First-Principles Insights into Metallic Doping Effects on Yttrium {10-10} Grain Boundary

TL;DR

This study uses first-principles calculations to analyze how 34 metallic dopants affect the stability and strength of yttrium grain boundaries, identifying key elements that enhance material properties for high-tech applications.

Contribution

It systematically investigates solute segregation effects of multiple metals on yttrium grain boundaries, revealing the primary chemical contributions to strengthening and stability.

Findings

All dopants tend to segregate near the grain boundary.

Eleven elements significantly strengthen the grain boundary.

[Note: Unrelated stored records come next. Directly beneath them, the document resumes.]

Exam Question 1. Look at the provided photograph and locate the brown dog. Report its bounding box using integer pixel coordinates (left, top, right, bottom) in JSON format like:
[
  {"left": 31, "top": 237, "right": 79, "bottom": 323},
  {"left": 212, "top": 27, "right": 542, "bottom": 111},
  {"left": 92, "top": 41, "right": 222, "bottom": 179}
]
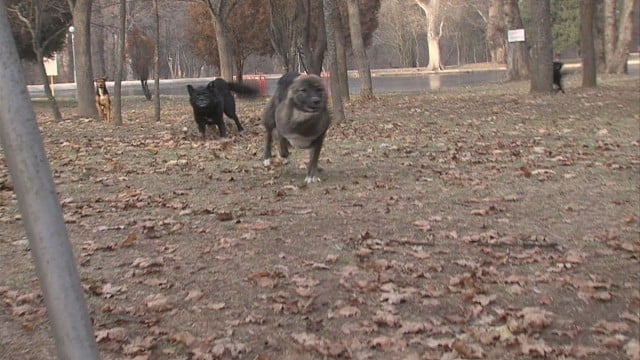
[{"left": 96, "top": 77, "right": 111, "bottom": 122}]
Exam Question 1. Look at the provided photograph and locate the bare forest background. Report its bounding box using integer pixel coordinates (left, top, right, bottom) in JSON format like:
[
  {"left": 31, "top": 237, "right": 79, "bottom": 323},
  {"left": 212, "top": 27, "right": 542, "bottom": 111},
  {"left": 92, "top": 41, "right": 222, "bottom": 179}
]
[{"left": 12, "top": 0, "right": 640, "bottom": 87}]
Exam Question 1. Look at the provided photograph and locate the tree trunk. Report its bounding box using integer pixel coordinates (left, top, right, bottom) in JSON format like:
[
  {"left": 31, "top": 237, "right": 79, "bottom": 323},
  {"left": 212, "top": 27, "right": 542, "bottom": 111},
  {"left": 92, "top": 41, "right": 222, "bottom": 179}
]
[
  {"left": 91, "top": 4, "right": 107, "bottom": 77},
  {"left": 608, "top": 0, "right": 638, "bottom": 74},
  {"left": 113, "top": 0, "right": 127, "bottom": 126},
  {"left": 580, "top": 0, "right": 597, "bottom": 87},
  {"left": 71, "top": 0, "right": 98, "bottom": 118},
  {"left": 323, "top": 0, "right": 344, "bottom": 123},
  {"left": 300, "top": 0, "right": 327, "bottom": 75},
  {"left": 594, "top": 8, "right": 607, "bottom": 73},
  {"left": 504, "top": 0, "right": 529, "bottom": 81},
  {"left": 416, "top": 0, "right": 444, "bottom": 70},
  {"left": 212, "top": 13, "right": 233, "bottom": 81},
  {"left": 332, "top": 3, "right": 349, "bottom": 101},
  {"left": 604, "top": 0, "right": 618, "bottom": 72},
  {"left": 347, "top": 0, "right": 373, "bottom": 99},
  {"left": 529, "top": 0, "right": 553, "bottom": 93},
  {"left": 487, "top": 0, "right": 506, "bottom": 64},
  {"left": 153, "top": 0, "right": 160, "bottom": 122}
]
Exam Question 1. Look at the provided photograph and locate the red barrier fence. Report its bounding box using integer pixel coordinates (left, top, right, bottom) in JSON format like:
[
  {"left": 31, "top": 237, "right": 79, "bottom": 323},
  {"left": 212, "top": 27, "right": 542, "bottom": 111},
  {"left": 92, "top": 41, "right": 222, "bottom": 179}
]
[{"left": 242, "top": 75, "right": 267, "bottom": 95}]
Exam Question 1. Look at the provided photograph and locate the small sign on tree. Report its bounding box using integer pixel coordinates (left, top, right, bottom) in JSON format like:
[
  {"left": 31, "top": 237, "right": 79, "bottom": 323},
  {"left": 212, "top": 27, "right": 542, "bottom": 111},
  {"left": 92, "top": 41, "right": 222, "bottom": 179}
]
[
  {"left": 507, "top": 29, "right": 525, "bottom": 42},
  {"left": 42, "top": 54, "right": 58, "bottom": 96}
]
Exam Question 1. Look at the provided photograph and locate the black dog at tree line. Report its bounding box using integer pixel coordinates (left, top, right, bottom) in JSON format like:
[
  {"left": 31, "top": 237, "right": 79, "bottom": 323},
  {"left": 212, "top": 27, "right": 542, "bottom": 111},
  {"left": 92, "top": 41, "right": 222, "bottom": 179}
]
[
  {"left": 553, "top": 61, "right": 564, "bottom": 94},
  {"left": 187, "top": 78, "right": 258, "bottom": 139},
  {"left": 262, "top": 72, "right": 331, "bottom": 183}
]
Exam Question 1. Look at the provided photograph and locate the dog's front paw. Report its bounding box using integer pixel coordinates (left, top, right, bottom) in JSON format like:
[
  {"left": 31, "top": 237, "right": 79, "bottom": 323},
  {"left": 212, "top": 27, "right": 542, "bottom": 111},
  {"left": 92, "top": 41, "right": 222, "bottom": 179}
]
[{"left": 304, "top": 176, "right": 322, "bottom": 184}]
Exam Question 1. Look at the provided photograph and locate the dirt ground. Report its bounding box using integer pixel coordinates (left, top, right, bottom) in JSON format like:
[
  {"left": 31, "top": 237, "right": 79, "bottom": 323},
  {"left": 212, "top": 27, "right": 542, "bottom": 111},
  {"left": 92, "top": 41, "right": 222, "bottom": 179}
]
[{"left": 0, "top": 76, "right": 640, "bottom": 360}]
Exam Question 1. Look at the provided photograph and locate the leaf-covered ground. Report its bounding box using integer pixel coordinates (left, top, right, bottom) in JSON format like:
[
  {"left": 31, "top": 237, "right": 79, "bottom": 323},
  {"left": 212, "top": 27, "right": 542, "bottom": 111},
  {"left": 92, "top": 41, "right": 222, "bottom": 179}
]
[{"left": 0, "top": 77, "right": 640, "bottom": 360}]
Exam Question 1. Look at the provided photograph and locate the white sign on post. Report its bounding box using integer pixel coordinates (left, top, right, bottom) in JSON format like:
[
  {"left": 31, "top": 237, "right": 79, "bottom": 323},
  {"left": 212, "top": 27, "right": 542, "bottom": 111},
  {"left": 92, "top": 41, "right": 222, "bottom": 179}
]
[
  {"left": 42, "top": 55, "right": 58, "bottom": 76},
  {"left": 507, "top": 29, "right": 524, "bottom": 42}
]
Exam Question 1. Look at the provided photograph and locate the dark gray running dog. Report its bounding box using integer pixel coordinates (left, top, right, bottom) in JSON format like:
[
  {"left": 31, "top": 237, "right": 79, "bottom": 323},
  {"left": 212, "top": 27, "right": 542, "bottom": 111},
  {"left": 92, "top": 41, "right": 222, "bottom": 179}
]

Chemical interactions dominate the strengthening mechanism.

Abstract

Yttrium and its alloys are promising materials for high-tech applications, particularly in aerospace and nuclear reactors. The doping of metallic elements at grain boundaries can significantly influence the stability, strength, and mechanical properties of these materials; however, studies on solute segregation effects in Y-based alloys remain scarce. To address this gap, we employs first-principles calculations to systematically examine the effects of doping with 34 metallic elements on the properties of a highly symmetric twin grain boundary in yttrium. All solute elements exhibit a tendency to segregate to regions near the grain boundary, driven by segregation energy.energy barriers influence these elements to prefer segregation positions farther from the grain boundary line. the strengthening energy calculations reveal that all dopant elements enhance grain boundary strength when located near the boundary. For grain boundary energy and solubility trends, elements within the same transition metal group across different periods display consistent behaviors. And considering grain boundary energy effects, we identify 11 elements (Al, Zn, Rh, Pd, Ag, Cd, Sn, Ir, Pt, Au, Hg) that preferentially segregate near the grain boundary, where they contribute to grain boundary strengthening and enhanced stability. By decomposing the strengthening energy into mechanical, chemical, and vacancy formation components, chemical contribution is the primary factor in strengthening, while the mechanical contribution of transition metals correlates with changes in the Voronoi volume and relative atomic radius of the solute. The density of states analysis indicates that increased grain boundary stability arises mainly from hybridization between solute d orbitals and yttrium, leading to more stable electronic states. This study provides theoretical guidance for optimizing metallic dopants in Y-based alloys.